RENTAK.ID – Kementerian Pendidikan, Kebudayaan, Riset, dan Teknologi (Kemendikbudristek), Direktorat Jenderal Pendidikan Tinggi, Riset, dan Teknologi (Ditjen Diktiristek) mendorong perguruan tinggi negeri untuk bersikap bijaksana dan mempertimbangkan asas keadilan dalam penetapan Uang Kuliah Tunggal (UKT).
Hal ini disampaikan oleh Pelaksana tugas (Plt.) Sekretaris Ditjen Diktiristek, Tjitjik Srie Tjahjandarie dalam sebuah konferensi pers di Gedung D, Kantor Kemendikbudristek di Jakarta, Rabu 15 Mei 2024.
“Penyelenggaraan pendidikan tinggi haruslah inklusif dan dapat diakses oleh berbagai lapisan masyarakat yang memiliki kemampuan akademis tinggi,” kata Tjitjik.
Oleh sebab itu, dalam penetapan Uang Kuliah Tunggal (UKT), pemerintah mewajibkan agar terdapat penetapan UKT 1 dan UKT 2 dengan proporsi minimum 20% dari jumlah yang ada.
“Dalam hal ini, UKT 1 memiliki besaran sebesar lima ratus ribu rupiah, sementara UKT 2 memiliki besaran sebesar satu juta rupiah,” ucapnya.
Penetapan proporsi UKT 1 dan UKT 2 tersebut bertujuan untuk memastikan bahwa masyarakat yang kurang mampu tetapi memiliki kemampuan akademik tinggi dapat memperoleh akses pendidikan tinggi (tertiary education) yang berkualitas.
Tjitjik menegaskan, bahwa perguruan tinggi memiliki kewenangan otonom untuk menyeragamkan UKT kelompok 3 dan seterusnya, namun ia mengingatkan agar penetapan besaran UKT tersebut tetap memperhatikan batasan maksimal besaran Biaya Kuliah Tunggal (BKT) yang telah ditentukan.
“Undang-Undang Nomor 12 Tahun 2012 tentang Pendidikan Tinggi mengamanatkan pemerintah untuk menetapkan Standar Satuan Biaya Operasional Pendidikan Tinggi (SSBOPT) sebagai acuan biaya penyelenggaraan pendidikan tinggi,” ucapnya.

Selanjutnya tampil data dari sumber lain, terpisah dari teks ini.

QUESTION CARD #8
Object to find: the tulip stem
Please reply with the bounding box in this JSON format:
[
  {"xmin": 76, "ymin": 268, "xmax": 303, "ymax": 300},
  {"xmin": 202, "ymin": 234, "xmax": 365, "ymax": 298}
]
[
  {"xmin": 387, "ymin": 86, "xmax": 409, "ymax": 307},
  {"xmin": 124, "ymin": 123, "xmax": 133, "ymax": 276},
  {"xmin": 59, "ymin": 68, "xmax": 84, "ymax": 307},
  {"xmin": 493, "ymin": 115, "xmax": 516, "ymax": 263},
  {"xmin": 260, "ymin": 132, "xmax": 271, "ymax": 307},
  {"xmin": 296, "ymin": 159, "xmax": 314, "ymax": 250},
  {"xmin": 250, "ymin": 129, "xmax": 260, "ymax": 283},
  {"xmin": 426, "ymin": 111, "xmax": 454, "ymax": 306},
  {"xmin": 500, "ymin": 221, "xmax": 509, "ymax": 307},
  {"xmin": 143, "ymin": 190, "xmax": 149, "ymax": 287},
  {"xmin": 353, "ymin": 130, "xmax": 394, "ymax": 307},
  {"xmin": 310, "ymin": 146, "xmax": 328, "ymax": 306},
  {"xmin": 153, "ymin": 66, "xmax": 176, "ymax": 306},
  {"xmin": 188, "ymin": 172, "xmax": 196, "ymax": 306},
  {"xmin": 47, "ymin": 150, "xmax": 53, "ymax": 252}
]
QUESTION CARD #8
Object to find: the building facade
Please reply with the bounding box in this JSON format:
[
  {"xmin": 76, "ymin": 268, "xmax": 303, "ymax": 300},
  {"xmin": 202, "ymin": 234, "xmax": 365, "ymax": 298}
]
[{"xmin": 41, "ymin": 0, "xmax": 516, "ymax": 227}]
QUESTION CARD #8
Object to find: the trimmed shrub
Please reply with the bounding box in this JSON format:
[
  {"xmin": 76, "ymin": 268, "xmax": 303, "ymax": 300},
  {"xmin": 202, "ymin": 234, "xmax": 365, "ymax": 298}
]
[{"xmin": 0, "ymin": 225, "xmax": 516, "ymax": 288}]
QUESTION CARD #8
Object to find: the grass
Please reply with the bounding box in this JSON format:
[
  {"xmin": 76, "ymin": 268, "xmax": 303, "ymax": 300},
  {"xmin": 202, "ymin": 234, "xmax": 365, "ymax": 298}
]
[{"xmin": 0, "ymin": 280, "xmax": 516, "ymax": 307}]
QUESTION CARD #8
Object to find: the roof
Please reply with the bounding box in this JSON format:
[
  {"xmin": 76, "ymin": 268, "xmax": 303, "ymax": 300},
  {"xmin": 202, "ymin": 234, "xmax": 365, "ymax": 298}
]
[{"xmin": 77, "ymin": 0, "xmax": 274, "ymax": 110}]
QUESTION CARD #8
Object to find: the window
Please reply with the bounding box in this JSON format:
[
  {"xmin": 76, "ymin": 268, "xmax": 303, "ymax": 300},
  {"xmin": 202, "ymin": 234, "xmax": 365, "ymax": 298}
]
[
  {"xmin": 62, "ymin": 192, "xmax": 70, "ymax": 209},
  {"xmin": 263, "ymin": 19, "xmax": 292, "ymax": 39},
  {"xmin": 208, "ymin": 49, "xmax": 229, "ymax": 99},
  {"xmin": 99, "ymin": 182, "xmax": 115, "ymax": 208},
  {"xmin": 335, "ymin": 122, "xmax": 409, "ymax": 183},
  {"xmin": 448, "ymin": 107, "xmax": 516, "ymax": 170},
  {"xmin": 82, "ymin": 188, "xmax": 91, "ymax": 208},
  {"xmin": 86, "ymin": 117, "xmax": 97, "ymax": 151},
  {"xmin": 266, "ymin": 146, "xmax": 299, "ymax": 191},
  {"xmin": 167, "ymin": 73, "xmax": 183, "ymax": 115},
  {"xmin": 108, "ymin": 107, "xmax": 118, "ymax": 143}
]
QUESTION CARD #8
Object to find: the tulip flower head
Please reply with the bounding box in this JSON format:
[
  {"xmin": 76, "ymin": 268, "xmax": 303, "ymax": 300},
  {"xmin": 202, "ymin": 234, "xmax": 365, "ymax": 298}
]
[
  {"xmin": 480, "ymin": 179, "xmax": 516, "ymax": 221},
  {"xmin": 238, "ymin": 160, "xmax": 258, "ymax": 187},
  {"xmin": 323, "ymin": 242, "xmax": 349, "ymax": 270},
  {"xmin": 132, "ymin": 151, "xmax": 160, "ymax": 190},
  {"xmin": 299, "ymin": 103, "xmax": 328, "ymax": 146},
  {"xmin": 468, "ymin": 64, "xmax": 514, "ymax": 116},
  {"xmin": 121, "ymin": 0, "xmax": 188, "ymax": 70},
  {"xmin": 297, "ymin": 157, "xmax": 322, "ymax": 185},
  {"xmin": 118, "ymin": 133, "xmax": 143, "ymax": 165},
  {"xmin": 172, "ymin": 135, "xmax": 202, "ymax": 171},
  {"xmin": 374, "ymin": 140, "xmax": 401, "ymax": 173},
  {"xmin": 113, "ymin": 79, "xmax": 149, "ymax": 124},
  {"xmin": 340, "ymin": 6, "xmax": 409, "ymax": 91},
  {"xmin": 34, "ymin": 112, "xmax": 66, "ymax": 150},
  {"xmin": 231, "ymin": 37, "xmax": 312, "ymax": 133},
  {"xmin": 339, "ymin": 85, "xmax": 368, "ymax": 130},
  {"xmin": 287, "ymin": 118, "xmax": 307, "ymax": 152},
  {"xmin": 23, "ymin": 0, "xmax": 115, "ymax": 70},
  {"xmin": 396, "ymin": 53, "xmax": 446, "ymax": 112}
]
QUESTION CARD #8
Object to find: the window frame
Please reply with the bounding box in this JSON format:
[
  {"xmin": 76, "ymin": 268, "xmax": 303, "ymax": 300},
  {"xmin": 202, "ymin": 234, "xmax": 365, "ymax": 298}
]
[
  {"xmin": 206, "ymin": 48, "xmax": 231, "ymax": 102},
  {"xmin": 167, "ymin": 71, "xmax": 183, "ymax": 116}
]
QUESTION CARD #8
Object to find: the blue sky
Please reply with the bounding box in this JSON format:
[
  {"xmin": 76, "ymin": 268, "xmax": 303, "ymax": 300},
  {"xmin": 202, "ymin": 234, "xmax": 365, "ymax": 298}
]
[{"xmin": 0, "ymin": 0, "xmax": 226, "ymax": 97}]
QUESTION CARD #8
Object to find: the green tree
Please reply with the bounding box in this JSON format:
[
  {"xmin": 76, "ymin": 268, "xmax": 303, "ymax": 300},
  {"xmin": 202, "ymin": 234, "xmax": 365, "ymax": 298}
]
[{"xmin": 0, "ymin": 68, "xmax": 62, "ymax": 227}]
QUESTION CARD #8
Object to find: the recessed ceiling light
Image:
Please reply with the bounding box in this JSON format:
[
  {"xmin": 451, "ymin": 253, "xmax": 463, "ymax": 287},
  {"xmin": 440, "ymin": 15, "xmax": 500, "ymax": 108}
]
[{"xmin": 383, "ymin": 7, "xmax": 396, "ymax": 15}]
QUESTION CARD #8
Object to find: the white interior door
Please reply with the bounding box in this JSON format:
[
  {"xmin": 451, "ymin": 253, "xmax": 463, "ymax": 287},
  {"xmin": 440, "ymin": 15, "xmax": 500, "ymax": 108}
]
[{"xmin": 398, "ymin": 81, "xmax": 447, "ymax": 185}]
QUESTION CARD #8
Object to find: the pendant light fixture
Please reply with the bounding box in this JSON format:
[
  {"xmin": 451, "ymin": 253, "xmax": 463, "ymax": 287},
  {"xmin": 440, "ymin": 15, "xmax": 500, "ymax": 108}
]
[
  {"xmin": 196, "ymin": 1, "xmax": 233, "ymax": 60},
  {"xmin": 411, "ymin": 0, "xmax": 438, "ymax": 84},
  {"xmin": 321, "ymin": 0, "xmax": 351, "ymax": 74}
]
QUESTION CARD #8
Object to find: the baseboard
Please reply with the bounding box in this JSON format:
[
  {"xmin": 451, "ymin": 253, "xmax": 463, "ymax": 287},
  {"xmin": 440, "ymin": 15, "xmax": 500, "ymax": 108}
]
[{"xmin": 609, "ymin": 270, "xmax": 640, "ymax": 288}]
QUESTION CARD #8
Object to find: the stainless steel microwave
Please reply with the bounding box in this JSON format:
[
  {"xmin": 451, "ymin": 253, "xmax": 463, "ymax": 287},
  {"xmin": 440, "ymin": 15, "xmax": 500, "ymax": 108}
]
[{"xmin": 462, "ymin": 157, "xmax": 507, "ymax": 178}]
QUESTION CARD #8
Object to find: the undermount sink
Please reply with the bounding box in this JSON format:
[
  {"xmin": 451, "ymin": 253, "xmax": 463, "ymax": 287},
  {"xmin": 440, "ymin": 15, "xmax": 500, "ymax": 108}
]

SSBOPT di-review secara berkala dengan mempertimbangkan capaian Standar Nasional Pendidikan Tinggi, jenis program studi, dan indeks kemahalan wilayah.
“SSBOPT menjadi dasar pengalokasian Bantuan Operasional Perguruan Tinggi Negeri (BOPTN) serta penetapan BKT. Pendetapan UKT untuk setiap program studi diploma dan sarjana berdasarkan besaran BKT tersebut,” bebernya.
Tjitjik menjelaskan, intervensi pemerintah melalui BOPTN hanya mampu menutup 30% biaya penyelenggaraan pendidikan tinggi.
Oleh karena itu, perlu adanya peran serta masyarakat dalam berpartisipasi dalam mekanisme pendanaan UKT dan Iuran Pengembangan Institusi (IPI).
Selain itu, Tjitjik juga mendorong perguruan tinggi untuk mengoptimalkan pengelolaan aset mereka agar dapat menambah pendapatan dari Penerimaan Negara Bukan Pajak (PNBP) yang tampak pada UKT dan IPI.
Tjitjik menegaskan bahwa saat ini Ditjen Diktiristek terus berkoordinasi dengan pimpinan Perguruan Tinggi Negeri (PTN) dan memantau agar penyesuaian UKT tidak melebihi standar pembiayaan yang telah ditentukan.
“Hal ini perlu memperhatikan kepatuhan terhadap aturan yang berlaku. Selain itu, ia juga mendorong PTN untuk terus memberikan sosialisasi terkait UKT kepada para pemangku kepentingan masing-masing,” katanya.